Xavier Olive research teaching python blog til cli

Linux at the command line

4 January 2018

As a research scientist in computer and data science, Linux is part of my daily work routine. I did the investment back in my students days (that would be a 15th anniversary!) and it has truly been worth it. Linux was a tad more unstable back in the days, but the terminal experience is still something I need on a daily basis. First as a developper, since developping a graphical user interface is a time consuming thankless task, but also as an end user to get a better control on my operating system and on various kinds of data produced by the devices that are have started to track accompany our lives in the past decade.

I will try to share here the tools I enjoy everyday and also reflect on tools I used to enjoy but which have become a bit irrelevant to me recently.
I did not intend to be comprehensive here, so this link may be a good reference if you need more about basic GNU core tools.

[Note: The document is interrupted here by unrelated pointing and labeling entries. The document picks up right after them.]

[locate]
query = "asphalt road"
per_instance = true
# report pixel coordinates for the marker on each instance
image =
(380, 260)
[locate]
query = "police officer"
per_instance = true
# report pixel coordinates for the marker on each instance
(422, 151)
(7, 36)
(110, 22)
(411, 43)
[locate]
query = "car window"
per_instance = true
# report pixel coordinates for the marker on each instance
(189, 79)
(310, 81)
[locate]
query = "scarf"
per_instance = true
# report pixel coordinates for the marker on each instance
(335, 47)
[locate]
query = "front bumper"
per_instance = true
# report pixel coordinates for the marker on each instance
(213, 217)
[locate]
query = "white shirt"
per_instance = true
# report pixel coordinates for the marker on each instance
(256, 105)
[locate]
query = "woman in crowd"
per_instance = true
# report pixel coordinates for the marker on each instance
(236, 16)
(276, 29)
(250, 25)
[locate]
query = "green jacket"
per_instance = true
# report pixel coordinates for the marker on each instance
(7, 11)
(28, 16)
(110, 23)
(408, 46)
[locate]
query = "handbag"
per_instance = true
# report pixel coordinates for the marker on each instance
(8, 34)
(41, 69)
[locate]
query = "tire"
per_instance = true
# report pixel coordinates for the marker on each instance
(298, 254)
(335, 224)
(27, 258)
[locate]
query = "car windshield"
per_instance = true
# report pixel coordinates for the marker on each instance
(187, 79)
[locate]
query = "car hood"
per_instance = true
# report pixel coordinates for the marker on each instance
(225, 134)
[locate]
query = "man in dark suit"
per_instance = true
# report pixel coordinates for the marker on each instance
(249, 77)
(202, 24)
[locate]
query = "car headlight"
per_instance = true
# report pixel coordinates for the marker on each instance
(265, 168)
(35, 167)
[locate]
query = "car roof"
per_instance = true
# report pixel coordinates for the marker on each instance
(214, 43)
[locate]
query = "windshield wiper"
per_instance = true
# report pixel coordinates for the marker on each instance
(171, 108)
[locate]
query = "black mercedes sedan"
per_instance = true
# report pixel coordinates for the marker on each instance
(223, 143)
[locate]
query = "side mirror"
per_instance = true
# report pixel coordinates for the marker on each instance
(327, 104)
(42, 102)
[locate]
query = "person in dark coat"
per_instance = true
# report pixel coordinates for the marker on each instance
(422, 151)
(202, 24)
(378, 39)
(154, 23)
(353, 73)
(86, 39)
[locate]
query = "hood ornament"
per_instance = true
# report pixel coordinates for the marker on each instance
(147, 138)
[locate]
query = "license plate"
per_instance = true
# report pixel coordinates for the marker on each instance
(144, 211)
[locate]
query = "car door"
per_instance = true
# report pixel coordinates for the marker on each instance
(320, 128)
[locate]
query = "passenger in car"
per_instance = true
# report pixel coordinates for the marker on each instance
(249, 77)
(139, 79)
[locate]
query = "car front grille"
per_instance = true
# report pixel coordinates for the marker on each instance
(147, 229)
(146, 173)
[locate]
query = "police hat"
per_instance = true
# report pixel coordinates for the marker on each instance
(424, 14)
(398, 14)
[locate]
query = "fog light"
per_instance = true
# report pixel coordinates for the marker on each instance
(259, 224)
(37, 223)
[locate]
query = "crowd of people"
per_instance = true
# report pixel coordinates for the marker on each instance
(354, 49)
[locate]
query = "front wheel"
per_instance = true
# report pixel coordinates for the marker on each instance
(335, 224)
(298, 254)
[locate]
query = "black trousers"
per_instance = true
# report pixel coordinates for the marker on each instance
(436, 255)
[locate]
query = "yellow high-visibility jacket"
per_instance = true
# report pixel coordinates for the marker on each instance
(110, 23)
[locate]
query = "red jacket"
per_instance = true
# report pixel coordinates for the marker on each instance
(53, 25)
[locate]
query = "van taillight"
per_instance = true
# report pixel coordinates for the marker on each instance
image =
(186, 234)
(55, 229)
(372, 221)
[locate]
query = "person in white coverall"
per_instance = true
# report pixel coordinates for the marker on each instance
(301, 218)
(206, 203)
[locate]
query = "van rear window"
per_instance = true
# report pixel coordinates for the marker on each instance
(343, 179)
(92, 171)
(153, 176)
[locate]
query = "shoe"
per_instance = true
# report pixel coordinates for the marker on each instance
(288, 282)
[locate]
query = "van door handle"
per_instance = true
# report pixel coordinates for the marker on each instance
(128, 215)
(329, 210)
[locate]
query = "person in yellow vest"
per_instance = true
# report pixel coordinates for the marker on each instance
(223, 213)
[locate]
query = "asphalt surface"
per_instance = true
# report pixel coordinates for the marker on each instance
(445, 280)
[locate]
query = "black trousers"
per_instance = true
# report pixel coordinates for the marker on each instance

Index: awk, bc, chroot, convert, dmesg, docker, file, find, git, gnuplot, htop, ldd, locate, mdfind, nc, ncdu, nm, pdfjoin, pdfrename, pdftk, ps, python, qemu, screen, sed, sudo, tee, telnet, tree, type, unpack, virtualenv, which, xdg-open, zmv, zsh

(generated by:)

grep '^## ' 2018-01-04-linux-at-the-command-line.md | cut -f2- -d\  | sort |
sed 's,\(.*\),[\1](#\1), ' | paste -s | sed 's/\t/, /g'

Some commands come in two flavours: the BSD style and the UNIX style (not available in MacOS). As I am an avid user of both systems, I tried to collect snippets for both.

✯ System monitoring tools

htop

This tool used to not work with MacOS where I usually fall back to the “Activity Monitor”. It adds a nice and colorful user experience to the regular top executable. Useful for monitoring the CPU and memory consumption of processes.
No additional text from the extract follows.